Prior Creditable Coverage
Creditable coverage is prior coverage a person had under: any group health plan (including FEHBP, COBRA, Peace Corps etc.), an individual health plan, Medicare, Medicaid, CHAMPUS or any other military health care, a state health benefits risk pool, Indian Health Service or tribal organization coverage, or any public health plan, as defined in the regulations. The employee must enroll for coverage in this plan within 31 days of becoming eligible, subject to the satisfaction of any waiting period. Any waiting period included in this plan must be met before the employee becomes insured. Any such waiting periods run concurrently with the pre-existing condition limitation period.

Other Exclusions and Limitation
No payment will be made for the following unless otherwise noted:

  • Medical care not approved by a doctor; received in a U.S. Government facility, except for non-service connected disabilities; or for which the insured without this insurance would not be legally obligated to pay.
  • Cosmetic treatment, except under certain conditions.
  • Dental care or treatment, but we do cover:
    • hospital services provided while hospital confined.
    • dental care or treatment up to 24 months for injury to the jaw or sound natural teeth, and
    • dental care or treatment because of congenital disease or birth defect; and
    • doctors charges for the removal of up to 4 impacted teeth.
  • Hearing aids, eye refractions, eyeglasses, contact lenses or their fittings, except for the first pair of eyeglasses or contact lenses prescribed after cataract surgery.
  • Any injury or sickness due to war or armed conflict.
  • Medical care of an injury due to taking part in a felony.

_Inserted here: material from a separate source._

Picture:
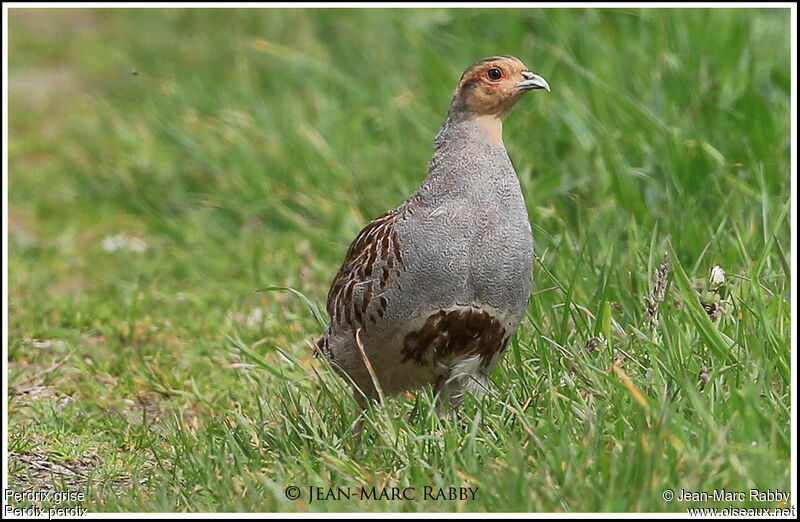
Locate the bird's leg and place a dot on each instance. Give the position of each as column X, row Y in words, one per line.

  • Any injury or sickness sustained in the course of employment or covered by Workers' Compensation or a similar law, unless the insured is not eligible for coverage under such law.

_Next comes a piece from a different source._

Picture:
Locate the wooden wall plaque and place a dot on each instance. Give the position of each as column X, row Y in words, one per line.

  • Services furnished, requested, or referred by a person who is the insured or insured's spouse, or a member of the insured's or insured’s spouse’s immediate family.
  • Medical Care received while outside the United States, its possessions, or the countries of Mexico and Canada, except for the first 60 days of such an absence.
  • Care provided by the insured's or dependent's employer, labor union or similar group, for which no charge would normally be made in the absence of this insurance.
  • Experimental, investigative, developmental or educational medical care.
  • Infertility services, except those included under Covered Expenses.
  • Custodial care.
  • Routine health exams, physical checkups or preventive care, except those services included under Covered Expenses.
  • Routine treatment of feet, except for those services included under Covered Expenses.
  • Medical Care of an injury to an insured while intoxicated or under the influence of drugs, narcotics or medicines, except if taken on the advice of a doctor.
This is a summary of the Plan's highlights. All coverage is subject to the terms of the group policy. Full details of benefits and limitations are described in the booklet-certificate.